New research suggests that porpoises can fine-tune their sonar by slightly changing the shape of their heads, controlling the interfaces of bone, air, and tissue. This insight will help the development of advanced ultrasound imaging devices and other ultrasonic imaging applications.
Echolocation is a sensing technique used by bats, toothed whales (porpoises), shrews, and even some birds. But the system is at its most precise and powerful in the toothed whales, since in the ocean vision is highly limited and sound travels much further than in air.
Echolocation works much as the word suggests: the creature emits a sound, and by listening for the echo, it creates a mental map of its environment.
Porpoises have a specialised organ for emitting their echolocation clicks, called a melon. This large bulb of fatty tissue is the key to their fantastic abilities.
The shape of the melon helps porpoises steer and focus the echolocation click.

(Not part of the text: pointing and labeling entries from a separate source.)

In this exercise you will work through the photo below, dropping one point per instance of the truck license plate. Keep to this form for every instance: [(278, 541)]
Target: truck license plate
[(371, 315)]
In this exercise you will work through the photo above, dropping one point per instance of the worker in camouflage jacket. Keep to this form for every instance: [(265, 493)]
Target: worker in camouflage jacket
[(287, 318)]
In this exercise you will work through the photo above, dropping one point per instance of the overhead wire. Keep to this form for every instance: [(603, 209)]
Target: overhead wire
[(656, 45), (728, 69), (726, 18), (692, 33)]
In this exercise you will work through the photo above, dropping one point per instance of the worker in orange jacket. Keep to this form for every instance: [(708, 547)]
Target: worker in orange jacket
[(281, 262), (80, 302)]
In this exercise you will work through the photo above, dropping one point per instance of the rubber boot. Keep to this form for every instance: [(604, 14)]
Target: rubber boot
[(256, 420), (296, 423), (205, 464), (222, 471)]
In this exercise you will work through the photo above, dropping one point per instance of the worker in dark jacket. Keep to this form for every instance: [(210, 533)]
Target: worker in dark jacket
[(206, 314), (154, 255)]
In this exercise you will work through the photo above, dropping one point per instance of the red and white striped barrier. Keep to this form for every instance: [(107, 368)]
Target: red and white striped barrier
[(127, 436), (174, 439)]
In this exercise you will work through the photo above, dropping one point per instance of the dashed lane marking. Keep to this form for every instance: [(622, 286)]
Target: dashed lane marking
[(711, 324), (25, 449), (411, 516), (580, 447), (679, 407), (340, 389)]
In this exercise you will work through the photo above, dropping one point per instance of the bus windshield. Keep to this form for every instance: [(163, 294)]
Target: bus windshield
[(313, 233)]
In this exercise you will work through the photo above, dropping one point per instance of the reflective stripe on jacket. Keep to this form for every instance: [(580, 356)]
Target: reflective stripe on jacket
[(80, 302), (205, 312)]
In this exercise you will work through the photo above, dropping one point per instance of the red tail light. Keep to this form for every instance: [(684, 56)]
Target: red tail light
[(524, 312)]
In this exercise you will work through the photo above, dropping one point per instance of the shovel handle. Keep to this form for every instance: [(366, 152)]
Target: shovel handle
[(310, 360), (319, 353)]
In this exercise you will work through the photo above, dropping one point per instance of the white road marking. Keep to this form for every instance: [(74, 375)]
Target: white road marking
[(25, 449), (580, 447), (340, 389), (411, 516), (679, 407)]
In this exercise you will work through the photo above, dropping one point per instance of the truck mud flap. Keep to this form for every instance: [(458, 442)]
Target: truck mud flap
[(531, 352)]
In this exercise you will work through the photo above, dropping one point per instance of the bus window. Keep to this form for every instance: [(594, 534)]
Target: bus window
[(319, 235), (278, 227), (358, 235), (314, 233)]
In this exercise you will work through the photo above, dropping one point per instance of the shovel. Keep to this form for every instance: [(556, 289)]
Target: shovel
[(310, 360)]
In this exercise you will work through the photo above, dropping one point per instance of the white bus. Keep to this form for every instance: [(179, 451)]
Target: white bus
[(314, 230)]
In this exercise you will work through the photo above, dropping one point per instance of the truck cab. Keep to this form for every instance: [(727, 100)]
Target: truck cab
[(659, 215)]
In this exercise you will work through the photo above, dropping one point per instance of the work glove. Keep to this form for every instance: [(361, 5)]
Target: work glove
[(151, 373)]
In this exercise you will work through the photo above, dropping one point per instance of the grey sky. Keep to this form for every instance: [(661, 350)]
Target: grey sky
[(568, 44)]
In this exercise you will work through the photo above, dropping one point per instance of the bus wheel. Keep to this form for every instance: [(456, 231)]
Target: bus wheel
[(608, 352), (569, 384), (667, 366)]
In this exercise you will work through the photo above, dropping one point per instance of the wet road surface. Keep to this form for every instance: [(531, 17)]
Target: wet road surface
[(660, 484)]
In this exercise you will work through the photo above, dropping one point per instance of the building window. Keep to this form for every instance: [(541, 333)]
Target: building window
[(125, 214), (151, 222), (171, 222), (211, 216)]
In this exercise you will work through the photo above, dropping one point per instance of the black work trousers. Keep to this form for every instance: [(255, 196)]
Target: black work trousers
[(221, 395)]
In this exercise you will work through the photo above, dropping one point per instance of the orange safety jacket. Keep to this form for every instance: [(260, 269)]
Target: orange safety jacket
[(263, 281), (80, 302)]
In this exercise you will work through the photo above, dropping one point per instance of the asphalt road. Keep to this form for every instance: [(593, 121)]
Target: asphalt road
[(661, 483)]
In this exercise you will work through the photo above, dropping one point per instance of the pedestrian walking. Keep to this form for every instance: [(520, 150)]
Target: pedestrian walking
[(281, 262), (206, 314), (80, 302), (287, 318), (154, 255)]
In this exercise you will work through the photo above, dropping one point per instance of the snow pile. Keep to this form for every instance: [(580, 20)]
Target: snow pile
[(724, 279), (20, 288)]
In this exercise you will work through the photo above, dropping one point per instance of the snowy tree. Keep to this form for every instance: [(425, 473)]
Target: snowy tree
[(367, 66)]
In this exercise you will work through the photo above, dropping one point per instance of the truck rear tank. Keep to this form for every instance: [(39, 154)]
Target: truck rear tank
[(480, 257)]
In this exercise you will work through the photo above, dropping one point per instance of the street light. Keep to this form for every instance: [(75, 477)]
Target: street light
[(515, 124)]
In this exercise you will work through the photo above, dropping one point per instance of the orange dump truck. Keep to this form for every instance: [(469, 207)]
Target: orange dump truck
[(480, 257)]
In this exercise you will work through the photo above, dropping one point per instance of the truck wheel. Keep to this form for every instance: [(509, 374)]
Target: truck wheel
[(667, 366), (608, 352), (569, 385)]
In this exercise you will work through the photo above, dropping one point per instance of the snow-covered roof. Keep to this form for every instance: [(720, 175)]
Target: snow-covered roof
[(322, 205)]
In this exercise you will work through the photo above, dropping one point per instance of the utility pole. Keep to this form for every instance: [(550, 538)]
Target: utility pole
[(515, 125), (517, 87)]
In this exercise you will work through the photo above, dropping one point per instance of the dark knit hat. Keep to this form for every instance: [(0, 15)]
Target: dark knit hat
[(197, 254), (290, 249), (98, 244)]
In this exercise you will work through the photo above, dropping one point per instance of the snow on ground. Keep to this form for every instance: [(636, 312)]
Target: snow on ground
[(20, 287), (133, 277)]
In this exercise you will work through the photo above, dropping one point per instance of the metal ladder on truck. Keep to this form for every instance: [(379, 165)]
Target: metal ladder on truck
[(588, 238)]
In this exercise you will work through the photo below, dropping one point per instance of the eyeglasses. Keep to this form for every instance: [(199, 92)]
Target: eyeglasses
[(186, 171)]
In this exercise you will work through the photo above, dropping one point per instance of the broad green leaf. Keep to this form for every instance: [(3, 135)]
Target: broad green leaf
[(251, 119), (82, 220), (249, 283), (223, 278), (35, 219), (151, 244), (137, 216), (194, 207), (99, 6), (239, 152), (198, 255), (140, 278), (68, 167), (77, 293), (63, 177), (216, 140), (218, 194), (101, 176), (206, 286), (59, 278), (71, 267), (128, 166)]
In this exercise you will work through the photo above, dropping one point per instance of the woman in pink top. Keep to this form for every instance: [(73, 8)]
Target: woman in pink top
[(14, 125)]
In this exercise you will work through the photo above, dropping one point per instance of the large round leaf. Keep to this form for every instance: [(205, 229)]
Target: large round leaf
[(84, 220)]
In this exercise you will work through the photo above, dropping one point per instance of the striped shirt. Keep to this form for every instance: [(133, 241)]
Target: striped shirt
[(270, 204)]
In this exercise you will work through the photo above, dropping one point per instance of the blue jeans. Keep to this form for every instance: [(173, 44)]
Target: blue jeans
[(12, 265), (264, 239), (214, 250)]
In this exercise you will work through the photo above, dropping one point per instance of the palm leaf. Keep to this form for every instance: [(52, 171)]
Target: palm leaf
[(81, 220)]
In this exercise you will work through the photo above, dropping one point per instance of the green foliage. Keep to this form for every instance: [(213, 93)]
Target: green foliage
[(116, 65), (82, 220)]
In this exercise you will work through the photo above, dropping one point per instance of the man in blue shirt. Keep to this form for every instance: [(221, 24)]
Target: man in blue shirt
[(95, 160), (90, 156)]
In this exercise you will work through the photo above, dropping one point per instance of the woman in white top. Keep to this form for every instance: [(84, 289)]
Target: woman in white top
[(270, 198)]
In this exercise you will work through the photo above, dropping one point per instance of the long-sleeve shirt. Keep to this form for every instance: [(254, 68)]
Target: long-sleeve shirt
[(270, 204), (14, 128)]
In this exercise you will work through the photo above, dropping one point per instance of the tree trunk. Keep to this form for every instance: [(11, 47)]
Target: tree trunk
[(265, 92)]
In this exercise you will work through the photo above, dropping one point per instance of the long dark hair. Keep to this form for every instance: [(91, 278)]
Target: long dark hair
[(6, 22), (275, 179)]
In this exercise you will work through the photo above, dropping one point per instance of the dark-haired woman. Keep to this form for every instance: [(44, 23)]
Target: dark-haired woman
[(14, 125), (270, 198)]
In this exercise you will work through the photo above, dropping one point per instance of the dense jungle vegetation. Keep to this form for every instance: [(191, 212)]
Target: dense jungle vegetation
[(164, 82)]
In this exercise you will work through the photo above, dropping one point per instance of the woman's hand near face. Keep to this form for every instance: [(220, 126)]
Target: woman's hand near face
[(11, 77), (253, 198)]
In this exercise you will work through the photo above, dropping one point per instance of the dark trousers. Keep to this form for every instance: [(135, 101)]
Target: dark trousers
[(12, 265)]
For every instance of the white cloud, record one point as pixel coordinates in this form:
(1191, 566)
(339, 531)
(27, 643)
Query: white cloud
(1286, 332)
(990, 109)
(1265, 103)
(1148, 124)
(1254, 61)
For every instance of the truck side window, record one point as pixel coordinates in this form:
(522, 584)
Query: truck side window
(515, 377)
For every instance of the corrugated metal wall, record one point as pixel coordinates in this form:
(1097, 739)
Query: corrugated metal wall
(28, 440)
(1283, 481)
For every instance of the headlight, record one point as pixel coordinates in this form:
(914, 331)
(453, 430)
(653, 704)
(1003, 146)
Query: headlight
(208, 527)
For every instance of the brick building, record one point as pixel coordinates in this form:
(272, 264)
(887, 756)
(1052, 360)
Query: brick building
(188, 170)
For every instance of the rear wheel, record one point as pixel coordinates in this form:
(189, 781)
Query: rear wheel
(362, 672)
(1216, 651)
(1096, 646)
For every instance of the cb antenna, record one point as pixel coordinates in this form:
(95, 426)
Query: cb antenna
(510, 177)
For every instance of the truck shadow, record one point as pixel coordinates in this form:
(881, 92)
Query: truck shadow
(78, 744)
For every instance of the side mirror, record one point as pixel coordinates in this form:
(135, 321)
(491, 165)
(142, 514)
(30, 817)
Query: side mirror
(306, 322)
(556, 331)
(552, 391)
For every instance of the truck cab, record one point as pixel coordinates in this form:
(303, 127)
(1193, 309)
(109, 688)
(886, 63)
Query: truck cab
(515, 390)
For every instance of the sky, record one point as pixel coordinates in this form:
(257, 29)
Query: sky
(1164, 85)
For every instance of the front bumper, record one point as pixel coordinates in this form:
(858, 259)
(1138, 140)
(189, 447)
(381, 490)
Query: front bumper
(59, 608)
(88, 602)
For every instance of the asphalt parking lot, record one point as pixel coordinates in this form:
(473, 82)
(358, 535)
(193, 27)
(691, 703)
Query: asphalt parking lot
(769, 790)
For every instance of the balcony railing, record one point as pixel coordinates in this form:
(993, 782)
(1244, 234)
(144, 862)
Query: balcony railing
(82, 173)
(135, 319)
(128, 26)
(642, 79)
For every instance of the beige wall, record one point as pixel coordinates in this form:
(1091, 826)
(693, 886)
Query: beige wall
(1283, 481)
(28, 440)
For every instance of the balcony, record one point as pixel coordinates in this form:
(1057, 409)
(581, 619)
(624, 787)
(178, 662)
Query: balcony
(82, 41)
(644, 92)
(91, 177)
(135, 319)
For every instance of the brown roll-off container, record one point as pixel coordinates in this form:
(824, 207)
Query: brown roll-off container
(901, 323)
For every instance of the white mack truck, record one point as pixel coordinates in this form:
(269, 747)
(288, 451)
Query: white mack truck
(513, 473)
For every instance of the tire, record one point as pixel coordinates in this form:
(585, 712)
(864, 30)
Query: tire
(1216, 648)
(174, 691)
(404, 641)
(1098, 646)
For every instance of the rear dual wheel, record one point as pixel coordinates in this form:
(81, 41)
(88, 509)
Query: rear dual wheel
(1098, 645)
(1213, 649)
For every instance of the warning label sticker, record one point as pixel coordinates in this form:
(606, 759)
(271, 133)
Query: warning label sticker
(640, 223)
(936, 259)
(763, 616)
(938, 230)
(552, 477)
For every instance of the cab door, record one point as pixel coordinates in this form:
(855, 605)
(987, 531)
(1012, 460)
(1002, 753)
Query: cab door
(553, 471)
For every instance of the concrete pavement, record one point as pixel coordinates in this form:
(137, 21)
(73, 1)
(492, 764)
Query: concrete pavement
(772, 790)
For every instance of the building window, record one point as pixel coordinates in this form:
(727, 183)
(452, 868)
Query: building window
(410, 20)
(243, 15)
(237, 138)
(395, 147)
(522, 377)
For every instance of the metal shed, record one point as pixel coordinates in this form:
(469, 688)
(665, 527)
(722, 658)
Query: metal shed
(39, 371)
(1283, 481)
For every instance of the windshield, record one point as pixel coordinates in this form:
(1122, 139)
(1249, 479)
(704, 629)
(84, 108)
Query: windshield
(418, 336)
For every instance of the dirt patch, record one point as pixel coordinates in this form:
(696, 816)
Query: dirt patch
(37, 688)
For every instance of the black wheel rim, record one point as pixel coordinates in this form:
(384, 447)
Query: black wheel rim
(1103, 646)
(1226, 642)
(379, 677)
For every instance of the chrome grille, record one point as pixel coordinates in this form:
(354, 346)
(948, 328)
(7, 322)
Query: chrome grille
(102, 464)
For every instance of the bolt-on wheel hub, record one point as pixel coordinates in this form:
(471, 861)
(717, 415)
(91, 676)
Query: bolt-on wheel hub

When waves pass from one material to another, they tend to change direction. In the case of light, this phenomenon makes eye glasses and other lenses possible and it is why sunset is orange, as red light is bent at a different angle to blue light as it enters earth’s atmosphere.
The more different the materials are, the more the waves direction changes. And that is the key to how the porpoises’ melons work with sound waves. By controlling the shape and position of the fatty tissue of the melon and air sacs relative to the bones in their heads, porpoises have amazing control over the direction of their echolocation.
Combinations of materials to produce an effect that no single material could produce are called metamaterials. It is a relatively new idea in science, but porpoises have been doing this for more than 30 million years.
This research shedding light on their abilities will help the development of new metamaterials that will help to improve and miniaturise ultrasound imaging devices.
The research was published in the journal Physical Review Applied.